Cyber Incident Victim: AFC Kredieten
Date:
Jul 2015
Location:
Belgium
Summary
A hacker group named Rex Mundi breached a Belgian loan company, stealing 24,000 financial records of loan applicants and threatening public release unless a ransom was paid. The attackers displayed a banner on the victim's website as proof of compromise, alleging the company had inadequate security measures. The organization refused to negotiate, asserting it bore no responsibility for applicant data since the affected individuals were not formal customers and claimed no reputational risk would occur from potential disclosure. The hackers stated their sole motive was financial gain, offering to delete stolen data upon payment while declining to confirm whether previous targets had paid ransoms.

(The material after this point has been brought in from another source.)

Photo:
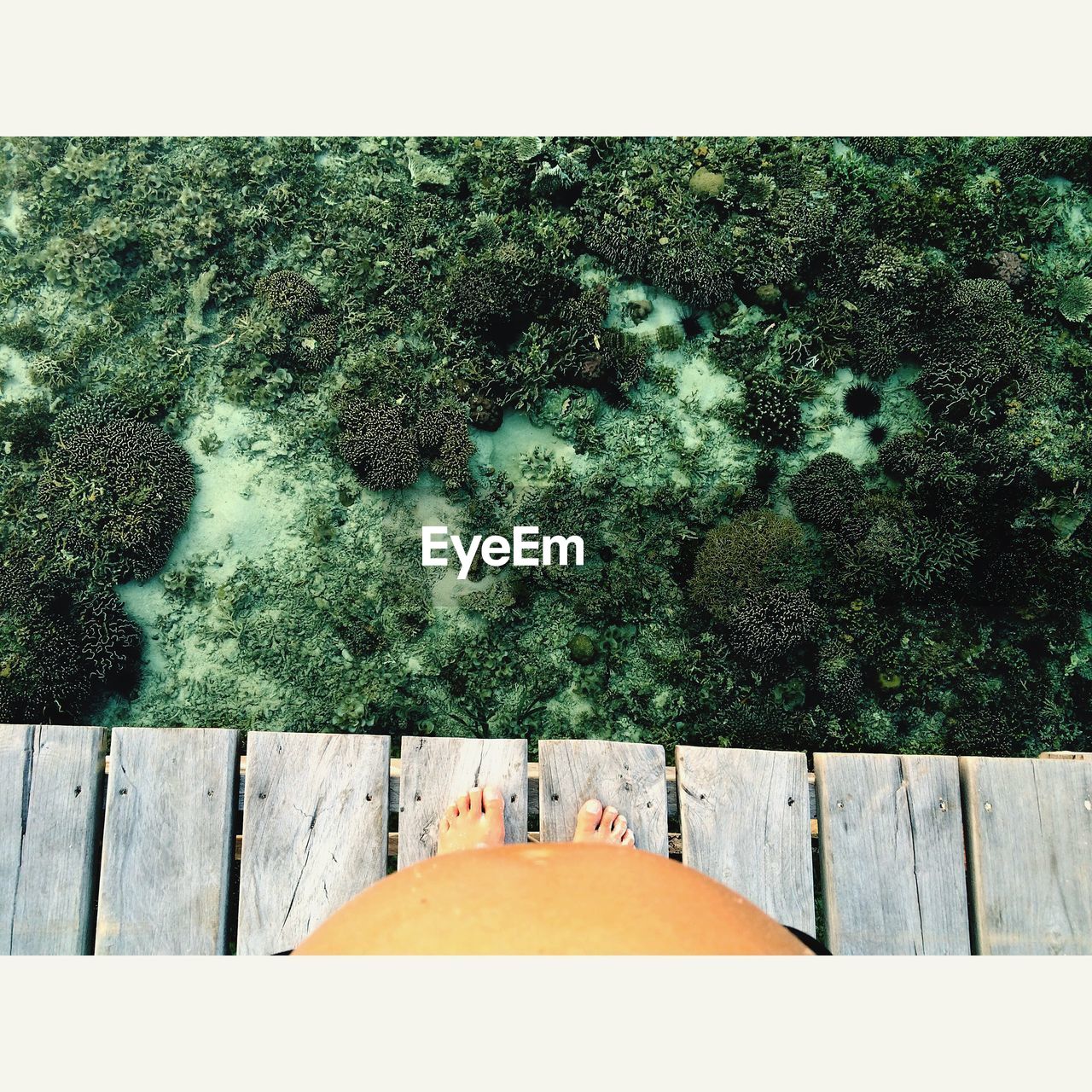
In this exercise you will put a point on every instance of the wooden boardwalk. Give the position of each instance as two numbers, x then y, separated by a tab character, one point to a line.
174	842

| CIA Posture | Motives | Tactics, Techniques & Procedures |
|---|---|---|
| Available to members | 1 motive | 2 techniques |
| Threat Actor | Type | Location |
|---|---|---|
| 1 actor | Available to members | Available to members |
Description
In July 2015, Belgian loan company AFC Kredieten suffered a data breach orchestrated by the hacker collective Rex Mundi, who claimed to have stolen 24,000 financial records belonging to loan applicants. The group issued a public extortion threat, demanding payment by Friday at 8pm that week to prevent the full publication of the stolen data. As evidence of their compromise, Rex Mundi published a selection of personal records and defaced the AFC Kredieten website with a banner notification announcing the breach. The hackers asserted they had notified AFC Kredieten of the intrusion on Monday, yet the banner remained visible on the company’s site through at least Thursday afternoon. Rex Mundi characterized their targets as organizations with "mediocre IT security protocols or poorly-designed web applications," positioning AFC Kredieten as the 18th company they had attempted to extort under this rationale. The collective maintained a strictly financial motivation, emphasizing they provided victims an opportunity to pay for data deletion or face public exposure of the compromised information.

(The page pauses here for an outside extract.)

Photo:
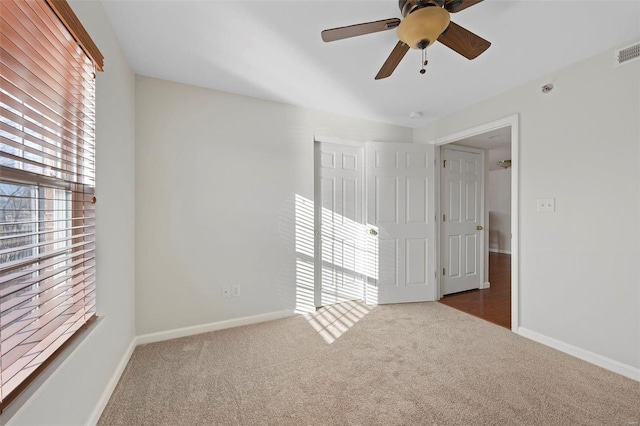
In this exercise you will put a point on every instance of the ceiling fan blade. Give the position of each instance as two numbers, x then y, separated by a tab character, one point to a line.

AFC Kredieten adopted a defiant stance, refusing to negotiate with the hackers and declining to characterize the affected individuals as customers. A company spokeswoman asserted that since the breached data belonged to loan applicants rather than approved borrowers, AFC bore no responsibility for safeguarding their information or notifying them of the incident. She stated, "AFC Credits is the victim here," framing the hack as an illegal act against the company alone and warning that media coverage could violate Belgian law. The organization dismissed concerns about reputational damage even if Rex Mundi followed through on its publication threat. Rex Mundi, for its part, declined to confirm whether any previous extortion targets had paid ransoms but reiterated its policy of permanently deleting stolen data upon receiving full payment, positioning their actions as a business transaction rather than an ideological campaign. The standoff left the 24,000 applicants’ personal and financial data in limbo, with no indication from either party that protective measures or disclosures would be extended to the affected individuals.